Aunque no se hubiera planeado, se estaba ensamblando un grupito que desde entonces siempre fue y es muy recordado: el cuarteto Troilo-Grela. Fue así porque, “al toque” de ese inicio teatral, el sello TK les propuso grabar. Al dúo se agregó el guitarrón de Edmundo Porteño Zaldívar y el contrabajo de Kicho Díaz. Más adelante Eugenio Pro reemplazó a Díaz y Ernesto Báez a Zaldivar y agregaron la guitarra de Domingo Laine. El cuarteto tocó (en vivo) un tiempo, pero luego se juntaba únicamente para grabar discos.

En el ‘58 Roberto Grela forma un cuarteto de guitarras para actuar en público con Laine, Báez, Ayala y el contrabajo de Pro.

En 1965 se une a Leopoldo Federico y conforman el “Cuarteto San Telmo”, con la participación de Báez y Román Arias al contrabajo. Trabajaron varios años juntos.

En 1980 fue miembro de la orquesta estable del Canal Once de TV, que dirigía Osvaldo Requena.

Fue acompañante de una lista enorme de intérpretes: Nelly Omar, Edmundo Rivero, Alberto Marino, Agustín Irusta, Tito Reyes, Héctor Mauré, Osvaldo Ribó, Alberto Podestá, Jorge Vidal, etc.

A lo largo de su historia artística, Grela fue dejando una gran discografía (no todo reeditado con las nuevas tecnologías, como sucedió con muchos músicos de tango), que nos facilita conocerlo aún hoy, recordarlo, e incluso estudiar su forma de tocar, cosa que hicieron y hacen muchos guitarristas tanto tangueros como otros provinientes de otros géneros y estilos. Quizá esos inicios con el mandolín hayan marcado al gran guitarrista, dado que buscaba para sí un nuevo sonido, que encontró usando púa de carey. Que tocara con púa lo hizo acreedor de críticas de ciertos “puristas” de la guitarra criolla, pero esto no hace mella en su lugar en el Olimpo de los más grandes guitarristas de tango. Incluso, entre éstos, siempre es el más recordado y mencionado (por ejemplo, en el tema “Los Salieris de Charly”, León Gieco dice “Troilo y Grela es disco cabecera”).

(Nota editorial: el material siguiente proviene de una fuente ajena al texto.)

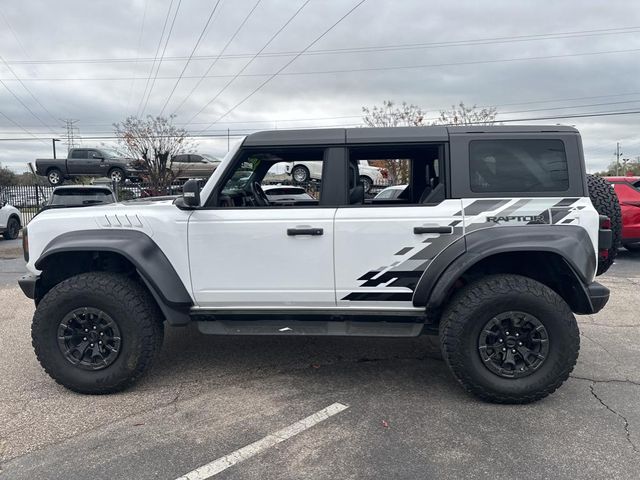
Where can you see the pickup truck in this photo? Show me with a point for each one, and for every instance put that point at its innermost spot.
(92, 162)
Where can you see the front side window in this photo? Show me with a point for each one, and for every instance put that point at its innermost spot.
(398, 174)
(506, 166)
(272, 178)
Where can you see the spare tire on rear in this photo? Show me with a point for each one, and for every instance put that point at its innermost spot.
(605, 201)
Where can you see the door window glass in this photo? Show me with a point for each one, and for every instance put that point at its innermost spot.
(504, 166)
(401, 174)
(287, 177)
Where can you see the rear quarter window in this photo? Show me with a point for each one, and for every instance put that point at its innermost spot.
(509, 166)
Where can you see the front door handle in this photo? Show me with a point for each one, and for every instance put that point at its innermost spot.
(305, 231)
(444, 230)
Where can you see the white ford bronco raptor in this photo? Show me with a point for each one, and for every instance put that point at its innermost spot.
(493, 245)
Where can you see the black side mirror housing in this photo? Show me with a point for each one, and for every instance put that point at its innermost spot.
(191, 194)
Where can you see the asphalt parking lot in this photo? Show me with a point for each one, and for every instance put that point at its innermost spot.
(207, 397)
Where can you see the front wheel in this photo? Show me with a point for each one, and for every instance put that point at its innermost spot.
(509, 339)
(12, 230)
(96, 332)
(116, 175)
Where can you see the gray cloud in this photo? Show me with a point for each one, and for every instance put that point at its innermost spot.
(101, 29)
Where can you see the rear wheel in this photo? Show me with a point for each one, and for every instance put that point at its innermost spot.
(605, 201)
(97, 332)
(509, 339)
(12, 230)
(55, 177)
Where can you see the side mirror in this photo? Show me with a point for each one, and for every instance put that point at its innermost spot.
(191, 194)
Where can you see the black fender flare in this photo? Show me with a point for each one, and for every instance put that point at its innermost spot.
(572, 243)
(145, 255)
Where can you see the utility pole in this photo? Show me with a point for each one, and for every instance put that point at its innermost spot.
(71, 130)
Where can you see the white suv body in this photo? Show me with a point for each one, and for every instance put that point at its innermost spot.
(342, 264)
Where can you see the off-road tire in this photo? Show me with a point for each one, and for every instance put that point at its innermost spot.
(605, 201)
(632, 247)
(301, 168)
(474, 305)
(55, 178)
(127, 302)
(13, 229)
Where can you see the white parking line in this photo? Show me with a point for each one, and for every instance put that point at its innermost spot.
(221, 464)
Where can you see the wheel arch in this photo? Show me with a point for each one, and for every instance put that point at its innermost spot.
(129, 252)
(560, 257)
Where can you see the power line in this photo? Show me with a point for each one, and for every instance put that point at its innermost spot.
(348, 50)
(26, 88)
(352, 70)
(164, 49)
(155, 57)
(215, 7)
(225, 134)
(135, 67)
(215, 60)
(234, 77)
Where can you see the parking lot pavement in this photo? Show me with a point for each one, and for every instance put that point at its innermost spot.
(406, 418)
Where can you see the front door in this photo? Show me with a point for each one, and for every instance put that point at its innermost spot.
(384, 245)
(246, 253)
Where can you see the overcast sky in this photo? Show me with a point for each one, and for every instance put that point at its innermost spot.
(92, 61)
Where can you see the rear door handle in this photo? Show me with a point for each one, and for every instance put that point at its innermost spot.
(305, 231)
(421, 230)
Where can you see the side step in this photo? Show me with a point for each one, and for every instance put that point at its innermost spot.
(330, 325)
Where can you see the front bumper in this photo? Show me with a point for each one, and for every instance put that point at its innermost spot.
(28, 285)
(598, 296)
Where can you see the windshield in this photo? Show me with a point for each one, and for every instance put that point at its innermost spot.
(210, 158)
(68, 198)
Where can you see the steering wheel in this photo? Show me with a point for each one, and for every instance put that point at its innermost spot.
(259, 196)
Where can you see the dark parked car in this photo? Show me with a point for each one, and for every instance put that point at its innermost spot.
(92, 162)
(79, 196)
(193, 165)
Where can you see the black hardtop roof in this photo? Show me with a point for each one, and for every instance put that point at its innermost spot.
(337, 136)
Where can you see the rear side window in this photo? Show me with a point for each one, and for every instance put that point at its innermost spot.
(505, 166)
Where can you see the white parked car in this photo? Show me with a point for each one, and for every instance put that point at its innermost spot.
(302, 172)
(286, 194)
(391, 193)
(10, 220)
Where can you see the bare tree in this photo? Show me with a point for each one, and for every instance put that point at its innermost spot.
(390, 115)
(154, 140)
(462, 115)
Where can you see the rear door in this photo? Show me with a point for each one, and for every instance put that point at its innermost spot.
(383, 246)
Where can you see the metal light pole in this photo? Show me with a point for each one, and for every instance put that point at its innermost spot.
(53, 144)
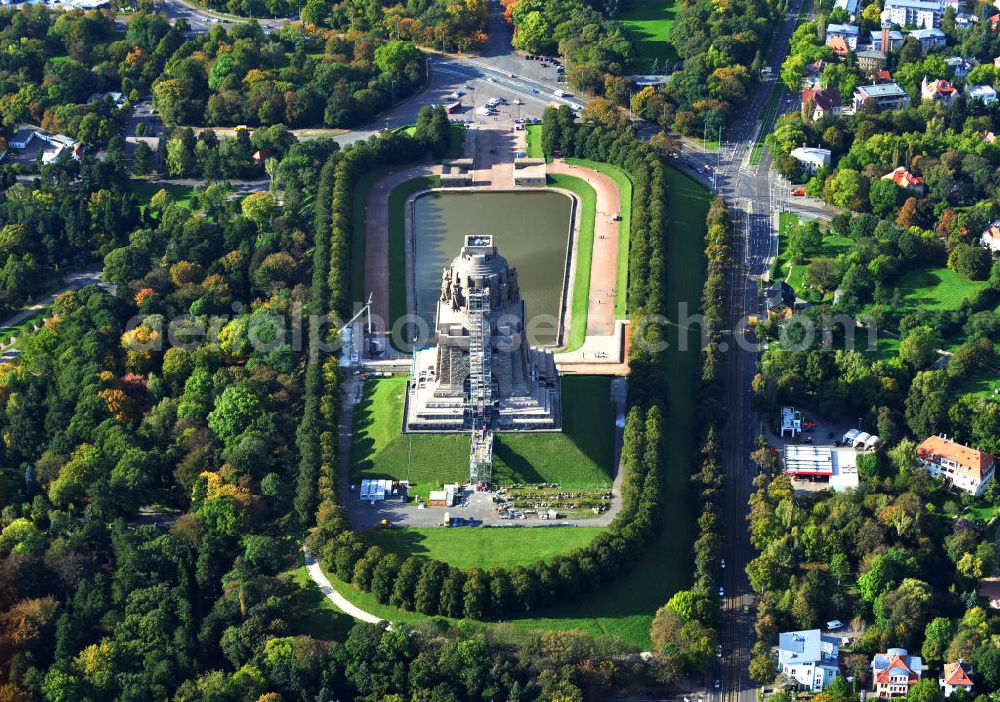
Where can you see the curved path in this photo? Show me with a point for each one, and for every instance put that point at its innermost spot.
(604, 257)
(341, 602)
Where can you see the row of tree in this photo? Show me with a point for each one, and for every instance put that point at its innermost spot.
(685, 630)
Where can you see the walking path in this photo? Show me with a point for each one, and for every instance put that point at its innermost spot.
(341, 602)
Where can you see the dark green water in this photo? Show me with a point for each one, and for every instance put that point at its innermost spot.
(530, 229)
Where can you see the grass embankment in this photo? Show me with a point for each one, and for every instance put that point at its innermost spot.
(483, 548)
(580, 456)
(624, 609)
(579, 305)
(647, 23)
(624, 184)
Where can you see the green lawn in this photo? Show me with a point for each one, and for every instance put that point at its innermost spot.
(483, 548)
(313, 614)
(533, 134)
(7, 333)
(145, 190)
(578, 457)
(935, 289)
(621, 610)
(647, 23)
(624, 184)
(985, 384)
(584, 256)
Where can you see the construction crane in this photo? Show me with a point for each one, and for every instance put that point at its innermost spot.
(480, 402)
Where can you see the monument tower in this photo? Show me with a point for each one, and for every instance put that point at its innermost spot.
(481, 375)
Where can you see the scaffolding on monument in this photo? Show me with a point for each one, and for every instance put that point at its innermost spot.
(480, 388)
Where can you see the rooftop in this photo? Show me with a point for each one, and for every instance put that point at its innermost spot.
(882, 90)
(968, 460)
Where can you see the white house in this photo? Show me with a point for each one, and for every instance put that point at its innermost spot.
(984, 93)
(811, 158)
(991, 237)
(956, 676)
(966, 468)
(808, 658)
(848, 32)
(915, 13)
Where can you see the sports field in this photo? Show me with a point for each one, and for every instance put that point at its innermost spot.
(483, 548)
(647, 23)
(580, 456)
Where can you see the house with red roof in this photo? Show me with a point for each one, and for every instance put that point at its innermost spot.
(906, 180)
(966, 468)
(825, 101)
(991, 235)
(895, 672)
(939, 91)
(956, 676)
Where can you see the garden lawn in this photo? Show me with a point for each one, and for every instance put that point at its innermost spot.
(935, 289)
(984, 384)
(144, 191)
(312, 613)
(584, 256)
(7, 333)
(533, 135)
(483, 548)
(580, 456)
(624, 184)
(647, 23)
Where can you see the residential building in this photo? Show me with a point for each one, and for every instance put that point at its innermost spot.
(885, 96)
(791, 422)
(938, 91)
(915, 13)
(894, 672)
(780, 300)
(28, 141)
(870, 61)
(968, 469)
(895, 39)
(812, 158)
(929, 39)
(906, 180)
(849, 33)
(956, 676)
(839, 45)
(960, 65)
(991, 235)
(852, 7)
(984, 93)
(118, 99)
(824, 101)
(836, 466)
(989, 590)
(808, 658)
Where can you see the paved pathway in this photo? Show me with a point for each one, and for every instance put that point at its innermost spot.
(604, 260)
(341, 602)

No es poco, para un guitarrista que “se hizo solo”, porque era un músico de los que se dice “de oído”, u “orejero”. Fue aprendiendo mirando, escuchando, poco a poco, sobre la marcha, y aún así es reconocido por los académicos. Era puro sentimiento. Lo principal de su estilo eran los matices, siempre fue así. Con ductilidad, pero escapándole a las estridencias, que suelen ser vanas. No fue el primer guitarrista que tocaba como un instrumento principal y no como en los inicios del tango en que la guitarra sólo cumplía función de acompañante, pero sí fue uno de los guitarristas solistas más importantes, gracias a su expresividad.

El poeta e historiador Horacio Ferrer puso en su haber (y en el del guitarrista) una frase que lo define muy bien: “Artista de sensibilidad exquisita y rara capacidad musical, asimiló a su instrumento el fraseo brillante y ligado de la tradición bandoneonística”.

Además del antológico “Las cuarenta”, Roberto Grela compuso algunos otros tangos, entre los que recordamos “Viejo baldío” (letra de Víctor Lamanna) y “Callejón” (letra de Héctor Marcó), grabados en 1946 por Troilo con la voz de Pablo Lozano (el 1º) y de Ángel Cárdenas (el 2º), y “A San Telmo” (en colaboración con Héctor Ayala) que fue un tributo más que le hizo a su barrio natal.

Roberto Grela, un hombre que aprendió por las suyas, y desde niño, a tocar la guitarra, y que la tañó interpretando varios tipos de música, pasó a la historia, sin embargo, como sinónimo de la guitarra en el tango. Murió en la ciudad de Buenos Aires el 6 de septiembre de 1992.